If you do this every time, you’ll find your sales cycle and product getting tighter from constructive insights. Beyond that, you’ll build customer trust and loyalty before they’ve even signed the contract.
Closing the deal
Closing the deal kind of feels like something that can be a second thought. After all, your team has done the work of getting your customer ready and willing to close, do they need to put that much thought into it the actual experience of the closing? It’s just signing a contract, right?
Wrong! Closing the deal is a big deal and should be delightful for your customers. Beyond that, you want it to be easy. While it’s the last step of your sales process, it’s only the beginning of their journey as a customer.
Make the process as simple and straightforward as possible, so your customer doesn’t have to worry about anything extraneous. No more old-school PDFs that require extra tools to open up and sign. Don’t make your customers fill out any messy, hard-to-use forms. Use the resources at your team’s fingertips to make the closing process as easy as possible, both internally and for your customer.
Asking for referrals
Across all industries, the average referral rate is about 2.3%. But why? Referral sales are the best. You get to skip over all of the process steps and get right to having real conversations. Getting referrals saves tons of time for your team and is likely a better experience for a customer than getting cold-emailed about your product. The problem is to get referrals, your sales team usually has to ask for them.
The best time to ask for referrals is right after the sale. The customer is riding the high of finally closing on a product that they’ve wanted to use and has (hopefully) had an excellent experience leading up to it. But why add an extra step?
The customer has just given you their money, and that should be enough, right? Some salespeople might feel sheepish about asking for more. That’s precisely why this needs to be operationalized and normalized as part of the cycle.
B2B companies that ask their customers for referrals end up achieving 70% higher conversion rates than those that don’t. Your customers are excited about what they just bought. Use that energy to gain potential additional future, happy customers.
Pro tip: set-up automatic reminders in your CRM for your Customer Success or Sales team to ask for additional referrals at three, six, and nine months.
Make every step of the process work
The best way to make a short, productive sales cycle is to focus your energy on making each step about maximized efficiency and repeatability. Instead of cutting down on your actions, try to make them meaningful in some way.
Whether that meaningfulness manifests in customer loyalty, additional referrals, or just boosted satisfaction at the end of the sales process, your team has it in their power to make every step of the cycle work towards an end goal.
Spend time understanding what your customers want, and then use it to develop meaning and excitement as your sales process comes to a close. Send energy-giving meaningful responses to customer objections, rather than just shooting down their concerns.
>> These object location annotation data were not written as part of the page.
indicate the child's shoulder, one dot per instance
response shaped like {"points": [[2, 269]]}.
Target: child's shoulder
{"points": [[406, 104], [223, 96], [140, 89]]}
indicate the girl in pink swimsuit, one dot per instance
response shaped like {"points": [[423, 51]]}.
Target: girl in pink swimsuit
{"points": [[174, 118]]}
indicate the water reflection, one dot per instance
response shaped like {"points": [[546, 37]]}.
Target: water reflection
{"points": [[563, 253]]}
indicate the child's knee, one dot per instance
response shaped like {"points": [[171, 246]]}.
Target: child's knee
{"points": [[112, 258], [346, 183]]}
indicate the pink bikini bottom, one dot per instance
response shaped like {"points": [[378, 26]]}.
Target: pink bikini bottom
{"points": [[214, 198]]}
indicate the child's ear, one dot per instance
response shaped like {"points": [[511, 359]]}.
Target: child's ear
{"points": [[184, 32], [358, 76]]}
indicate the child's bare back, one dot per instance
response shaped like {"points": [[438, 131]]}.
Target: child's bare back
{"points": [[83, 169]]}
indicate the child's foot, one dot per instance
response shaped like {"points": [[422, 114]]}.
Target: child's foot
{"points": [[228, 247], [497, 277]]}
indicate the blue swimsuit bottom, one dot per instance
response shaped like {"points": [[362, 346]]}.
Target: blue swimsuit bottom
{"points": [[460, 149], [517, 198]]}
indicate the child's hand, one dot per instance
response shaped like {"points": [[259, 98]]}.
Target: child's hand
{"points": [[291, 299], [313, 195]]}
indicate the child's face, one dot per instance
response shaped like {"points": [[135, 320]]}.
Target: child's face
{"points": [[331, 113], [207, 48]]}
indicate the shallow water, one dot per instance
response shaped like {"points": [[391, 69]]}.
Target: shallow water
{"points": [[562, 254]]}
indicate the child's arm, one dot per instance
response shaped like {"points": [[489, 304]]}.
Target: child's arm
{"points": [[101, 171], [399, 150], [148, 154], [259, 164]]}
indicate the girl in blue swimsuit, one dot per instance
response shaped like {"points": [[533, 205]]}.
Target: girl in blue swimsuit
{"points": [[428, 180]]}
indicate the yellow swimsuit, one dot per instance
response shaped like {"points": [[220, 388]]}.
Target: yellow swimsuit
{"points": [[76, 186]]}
Make your deal closing a special event, rather than just another form to sign. Lastly, ask your customers for other potentially happy customers to keep your sales flywheel going.
It shouldn’t feel like you’re slowing down or lowering enthusiasm just because you know the customer is hooked. Your customers can tell when your team’s engagement starts to wane, and it affects their willingness to buy. Keep your reps excited and engaged, and your customer will be excited and engaged in kind.